M. Jaurès, que le discours d’Hervé avait au contraire plongé dans le ravissement, et qui sans doute ne désapprouvait pas ses invectives, blâma cependant, de même qu’à Nancy, ses paradoxes. Il dit aux Allemands qu’il tenait plus à l’esprit qu’à la lettre de la motion française, ce qui impliquait l’abandon des termes de grève et d’insurrection, qu’il s’agissait d’empêcher que la bourgeoisie n’eût le droit de proclamer la faillite de l’Internationale.
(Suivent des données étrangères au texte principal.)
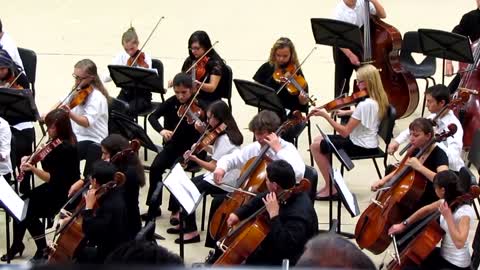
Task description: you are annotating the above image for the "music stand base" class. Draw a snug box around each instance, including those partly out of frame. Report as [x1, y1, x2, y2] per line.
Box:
[153, 233, 165, 240]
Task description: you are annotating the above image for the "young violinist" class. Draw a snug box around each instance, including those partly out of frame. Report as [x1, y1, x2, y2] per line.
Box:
[253, 37, 309, 143]
[0, 49, 35, 194]
[146, 72, 206, 219]
[76, 160, 129, 263]
[225, 160, 318, 266]
[332, 0, 386, 99]
[309, 64, 389, 200]
[177, 30, 226, 105]
[68, 134, 144, 240]
[1, 109, 80, 262]
[0, 19, 24, 69]
[388, 84, 464, 172]
[372, 118, 449, 206]
[445, 0, 480, 78]
[102, 26, 153, 116]
[388, 170, 475, 270]
[62, 59, 109, 178]
[166, 100, 243, 244]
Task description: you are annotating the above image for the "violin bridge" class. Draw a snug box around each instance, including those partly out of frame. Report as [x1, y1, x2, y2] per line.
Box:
[370, 198, 384, 209]
[217, 240, 228, 252]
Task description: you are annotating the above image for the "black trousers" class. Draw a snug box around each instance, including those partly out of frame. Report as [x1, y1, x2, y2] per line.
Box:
[117, 88, 152, 117]
[333, 47, 357, 98]
[77, 140, 102, 178]
[11, 127, 35, 194]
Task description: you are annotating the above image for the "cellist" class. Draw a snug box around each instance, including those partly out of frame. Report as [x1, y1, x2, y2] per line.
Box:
[372, 118, 449, 206]
[225, 160, 318, 266]
[388, 171, 474, 270]
[1, 109, 80, 262]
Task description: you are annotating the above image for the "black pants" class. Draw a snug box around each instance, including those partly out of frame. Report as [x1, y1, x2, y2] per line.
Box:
[117, 88, 152, 117]
[12, 184, 64, 252]
[11, 127, 35, 194]
[403, 248, 470, 270]
[333, 47, 358, 98]
[77, 140, 102, 178]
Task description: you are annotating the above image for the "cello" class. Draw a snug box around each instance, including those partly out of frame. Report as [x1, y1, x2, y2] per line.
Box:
[361, 0, 419, 119]
[453, 38, 480, 149]
[209, 111, 305, 241]
[386, 185, 480, 270]
[354, 125, 457, 254]
[213, 179, 311, 265]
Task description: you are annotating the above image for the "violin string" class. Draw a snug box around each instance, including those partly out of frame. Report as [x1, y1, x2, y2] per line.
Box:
[185, 41, 219, 74]
[276, 46, 317, 95]
[131, 16, 165, 66]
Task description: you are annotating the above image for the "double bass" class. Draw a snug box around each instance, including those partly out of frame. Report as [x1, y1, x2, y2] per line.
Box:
[453, 38, 480, 149]
[361, 0, 419, 119]
[354, 125, 457, 254]
[209, 111, 305, 241]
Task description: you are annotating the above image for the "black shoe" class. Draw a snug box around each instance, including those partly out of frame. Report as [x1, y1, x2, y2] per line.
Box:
[315, 193, 339, 201]
[141, 208, 162, 221]
[170, 217, 179, 226]
[204, 249, 221, 265]
[166, 227, 181, 234]
[174, 235, 200, 244]
[1, 242, 25, 262]
[29, 249, 47, 264]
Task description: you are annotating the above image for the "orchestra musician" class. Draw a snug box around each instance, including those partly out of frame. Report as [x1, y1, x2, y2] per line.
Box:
[372, 118, 449, 206]
[75, 160, 130, 264]
[332, 0, 386, 123]
[388, 171, 474, 270]
[0, 19, 24, 69]
[0, 116, 12, 183]
[146, 72, 206, 220]
[1, 109, 80, 262]
[177, 30, 227, 105]
[225, 160, 318, 266]
[388, 84, 464, 172]
[309, 64, 389, 200]
[167, 100, 243, 245]
[102, 26, 153, 117]
[61, 59, 109, 178]
[253, 37, 309, 143]
[68, 134, 144, 240]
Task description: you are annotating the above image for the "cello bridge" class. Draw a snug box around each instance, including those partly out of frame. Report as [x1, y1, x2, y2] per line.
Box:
[370, 198, 384, 209]
[217, 239, 228, 252]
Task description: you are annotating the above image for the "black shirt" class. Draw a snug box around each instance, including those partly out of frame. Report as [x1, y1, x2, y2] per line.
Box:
[452, 8, 480, 42]
[415, 146, 449, 206]
[235, 191, 318, 266]
[253, 62, 309, 118]
[181, 56, 225, 103]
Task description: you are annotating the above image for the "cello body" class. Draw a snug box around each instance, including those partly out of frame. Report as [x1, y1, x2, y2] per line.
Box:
[368, 16, 419, 119]
[47, 215, 85, 263]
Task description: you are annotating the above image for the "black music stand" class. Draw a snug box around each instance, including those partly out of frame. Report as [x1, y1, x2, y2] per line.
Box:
[108, 65, 164, 116]
[316, 125, 357, 238]
[311, 18, 363, 55]
[143, 181, 165, 241]
[418, 29, 474, 85]
[0, 88, 39, 125]
[233, 79, 284, 113]
[109, 111, 158, 153]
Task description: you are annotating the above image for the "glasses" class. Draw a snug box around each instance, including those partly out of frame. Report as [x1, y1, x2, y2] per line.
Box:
[72, 73, 90, 80]
[189, 46, 202, 52]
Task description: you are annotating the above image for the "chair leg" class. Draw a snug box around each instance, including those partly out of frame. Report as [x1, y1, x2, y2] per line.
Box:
[307, 120, 313, 167]
[143, 116, 148, 161]
[201, 194, 207, 231]
[421, 78, 430, 117]
[475, 199, 480, 220]
[372, 158, 382, 179]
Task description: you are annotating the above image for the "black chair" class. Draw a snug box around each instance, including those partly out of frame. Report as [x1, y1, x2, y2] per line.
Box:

Vollmar se montra encore plus sévère pour Hervé que ne l’avait été Bebel. Il rendit à juste titre M. Jaurès responsable de la présence d’Hervé dans le parti d’où il devait être exclu. On ne saurait empêcher la guerre par d’enfantines conspirations de caserne. La guerre est compromise par la croissance même des armées. Il faut s’adresser à l’opinion, laisser aux Allemands le choix des moyens, faire une propagande pacifique. Vollmar, ancien officier, répudia toute action positive contre la guerre.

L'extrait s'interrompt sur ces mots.